Currently, I am sat on the hardwood floor of my & B’s
new apartment. As I type I am looking around and noticing that there is
sawdust surrounding me from the floor’s installation (sorry black jeans). I am
in a happy, love-drunk stupor that we found an apartment and someone is letting
us live in such a stellar place! Honestly guys, the apartment’s interior is hübsch (i.e. so stinking adorable) and
the area is what princess dreams are made of. We scored a flat right on the canal
leading into the palace Nymphenburg in the western part of Munich. That's the canal in the photo above, our house is next to the sixth tree on the right, and that's the palace straight ahead!
The trams
nearby go to both mine, and B’s, work. Our neighborhood is very clean and
extremely respectful. Just cycling through it everyone feels to be “by the
book” kind of people. Granted, this is pretty much the German way. But our
neighborhood has something different – it is so strikingly beautiful and
palatial that everyone appears to have a sense of pride and protectiveness
about the streets and canal.
We were made acutely aware of this mentality when we met our
first neighbor, Brigita. Brigita is a serious Bavarian woman. She lives
upstairs and across the hall from us, but managed to mention multiple times in
our 20 minute “conversation” that she had heard us speaking inside of the flat
and that she hears all of the racket the neighbors surrounding her have made
for the last twenty years. This woman has a nack for talking at you - not with or to you. She is a
character, that Brigita. I haven’t decided yet if her complaining and advice to
wear earplugs whilst listening to music in my own home terrifies me or entertains me. On a
positive note, she also mentioned to us how clean and well taken care of our
little neighborhood is.
This fairytale flat is still empty though, we move in all of our boxes and bags and furniture on Saturday. I am more than ready to
start building this new home with B. It’s a long time coming. The past few
months have been trying, exhausting, rewarding, stressful – so, so stressful –
and fun. We have both had the sweetest words, gestures and skype calls from
our friends and families wishing us luck in this (what sometimes felt like
fruitless) endeavor. I have been feverish to find and decorate and inhabit
our own escape inside of a new flat, but this has also been the most
homesick time for me.
After 14 months in Germany I really haven’t felt homesick
that often. But looking for a new place and having things out of my control
happening in California has really sent me over the heimweh edge. I love Munich, but I miss California and my sisters,
my pups, and my parents so much.
Sometimes it just creeps up on me and I begin thinking of a food or a smell or a memory and
my god can it get you. The memory is such a weird thing!
It is a welcome relief to finally have an apartment to call
home with B, but nannying is still feeling unfulfilling to me. I’m a ball of
stress some moments over what in god’s name I’m going to do for work.

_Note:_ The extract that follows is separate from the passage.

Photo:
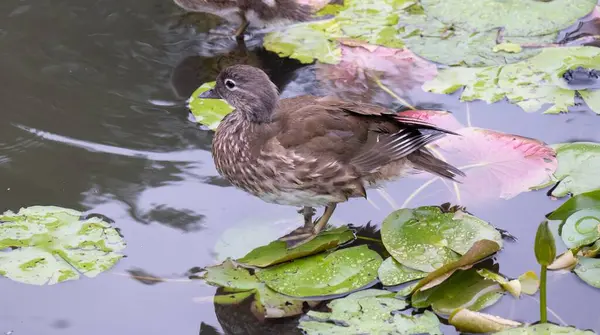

It is important to work extra hard right
now to remember that I truly am doing the best that I can. I want to
live in Munich, I want to live with B, I want to keep mastering the German
language – and I am a lucky enough gal to be doing all of these things. But in the
day-to-day task lists and appointments and random frustrations I’m finding
myself losing sight of what I want and how happy it makes me when I let it. I,
like all of us, need to keep pushing and knowing that it’s about doing
what I can. Not about what I cannot or do not complete. Life is sweet to me,
and however bitter some things may feel for a moment I have an experienced and
expanding cast of characters that make it even sweeter.